The Foundation in 2011 initiated a Go-around Decision Making and Execution Project designed to mitigate runway excursions caused by unstable approaches by achieving a high level of pilot compliance with go-around policies. This project expects enhanced compliance to result from answering the research question, “Why are go-around decisions, that should be made according to policy, actually not being made during so many unstable approaches?” and then making recommendations based on the findings. The project, which is ongoing, also will examine the psychosocial contributions behind flight operations management’s role in the phenomenon, as well as the risks associated with flying the go-around maneuver itself.
In a series of articles to be published in AeroSafety World over the course of this year, we will describe the latest results of the project’s work, which to date includes a worldwide pilot survey conducted on behalf of the Foundation by The Presage Group. The survey is designed to understand the psychology of decisions to go around rather than to continue to fly unstable approaches.

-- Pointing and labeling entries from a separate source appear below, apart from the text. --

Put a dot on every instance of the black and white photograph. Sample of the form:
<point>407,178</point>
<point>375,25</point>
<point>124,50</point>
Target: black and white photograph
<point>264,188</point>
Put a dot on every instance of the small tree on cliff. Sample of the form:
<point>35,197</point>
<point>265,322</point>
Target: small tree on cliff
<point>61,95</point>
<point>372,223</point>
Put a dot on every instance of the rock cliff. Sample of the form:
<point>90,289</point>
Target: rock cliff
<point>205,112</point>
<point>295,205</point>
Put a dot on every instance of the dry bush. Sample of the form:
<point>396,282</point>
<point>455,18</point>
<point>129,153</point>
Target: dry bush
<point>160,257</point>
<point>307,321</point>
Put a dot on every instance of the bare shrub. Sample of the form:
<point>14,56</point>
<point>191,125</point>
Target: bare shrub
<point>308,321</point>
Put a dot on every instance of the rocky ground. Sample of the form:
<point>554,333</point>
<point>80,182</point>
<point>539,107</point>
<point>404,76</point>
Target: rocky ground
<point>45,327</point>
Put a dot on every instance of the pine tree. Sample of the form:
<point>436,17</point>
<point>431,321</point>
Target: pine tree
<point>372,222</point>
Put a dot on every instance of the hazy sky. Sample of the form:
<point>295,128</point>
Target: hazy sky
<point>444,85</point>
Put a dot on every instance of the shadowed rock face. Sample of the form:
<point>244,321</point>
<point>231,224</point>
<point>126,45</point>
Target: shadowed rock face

This first article describes a novel strategy for understanding this psychology, which we call the Dynamic Situational Awareness Model (DSAM), that we successfully have applied in several other operational contexts to help mitigate risk and increase compliance. The remaining articles will include the results of two experiments conducted within the pilot survey in which we assessed factors leading up to a decision. The experiments attempted to answer such questions as: “Are go-arounds associated more with some kinds of instabilities than with others?”; “What sorts of pilot characteristics, if any, are associated with go-around decision making?”; “What information did pilots solicit to assess risk prior to making their decisions?”; “What is the implicit incentive structure for flying go-arounds versus continuing the unstable approach that pilots perceive in their organization’s culture?”; “What is the nature of the crew interactions that support compliance with go-around policies?”; “In hindsight, to what factors do pilots attribute their decisions to go around or continue with an unstable approach, and do these reflect all the experiences that were actually inputs to their decisions?”; “What are the true key drivers of their risk assessments and decisions?”; “Do pilots experience any post-decisional regret for non-compliance with go-around decision making protocols?”; “Do pilots accept the basic definitions set by their organizations for what defines an unstable condition, as well as the standard operating procedures (SOPs) their organizations have set out to handle them?”; and “Apart from their company’s definitions, beyond what thresholds of instability on key flight parameters do pilots personally define themselves to be in an unstable state that warrants a go-around decision?”
By understanding more completely the answers to these questions, our goal is to bring new thinking to bear on the topic of non-compliance with unstable approach SOPs, and to offer ideas about how to mitigate these risks based on a better alignment of pilot psychology with company policy.
Have a good week and thanks for letting the 3DB be a part of your routine. Fly safe/be safe.